Monensin A is an ionophore related to the crown ethers with a preference to form complexes with monovalent cations such as: Li^{+}, Na^{+}, K^{+}, Rb^{+}, Ag^{+}, and Tl^{+}. Monensin A is able to transport these cations across lipid membranes of cells in an electroneutral (i.e. non-depolarizing) exchange, playing an important role as an Na^{+}/H^{+} antiporter. Recent studies have shown that monensin may transport sodium ion through the membrane in both electrogenic and electroneutral manner. This approach explains ionophoric ability and in consequence antibacterial properties of not only parental monensin, but also its derivatives that do not possess carboxylic groups. It blocks intracellular protein transport, and exhibits antibiotic, antimalarial, and other biological activities. The antibacterial properties of monensin and its derivatives are a result of their ability to transport metal cations through cellular and subcellular membranes.

==Uses==
Monensin is used extensively in the beef and dairy industries to prevent coccidiosis, increase the production of propionic acid and prevent bloat. Furthermore, monensin, but also its derivatives monensin methyl ester (MME), and particularly monensin decyl ester (MDE) are widely used in ion-selective electrodes.
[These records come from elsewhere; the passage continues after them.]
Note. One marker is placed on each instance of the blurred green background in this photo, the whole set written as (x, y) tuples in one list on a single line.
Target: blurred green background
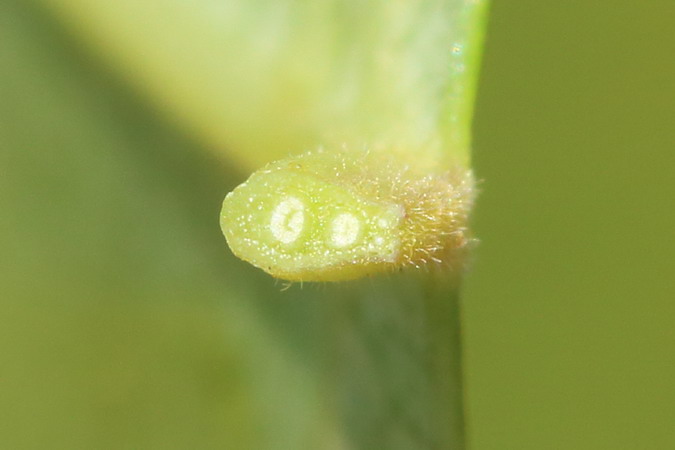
[(114, 330)]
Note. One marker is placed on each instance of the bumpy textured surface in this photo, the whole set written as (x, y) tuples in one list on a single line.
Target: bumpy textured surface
[(338, 215)]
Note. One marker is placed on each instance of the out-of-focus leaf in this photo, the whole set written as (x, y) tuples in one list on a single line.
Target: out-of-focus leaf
[(126, 322), (258, 80)]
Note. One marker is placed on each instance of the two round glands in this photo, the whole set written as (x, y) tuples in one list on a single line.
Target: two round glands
[(297, 226)]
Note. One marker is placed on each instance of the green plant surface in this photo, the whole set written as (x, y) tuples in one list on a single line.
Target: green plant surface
[(127, 322)]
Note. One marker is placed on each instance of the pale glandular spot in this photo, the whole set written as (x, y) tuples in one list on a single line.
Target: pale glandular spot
[(345, 230), (288, 219)]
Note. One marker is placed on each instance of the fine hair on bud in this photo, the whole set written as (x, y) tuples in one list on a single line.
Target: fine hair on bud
[(332, 215)]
In laboratory research, monensin is used extensively to block Golgi transport.

==Toxicity==
Monensin has some degree of activity on mammalian cells and thus toxicity is common. This is especially pronounced in horses, where monensin has a median lethal dose 1/100 that of ruminants. Accidental poisoning of equines with monensin is a well-documented occurrence which has resulted in deaths.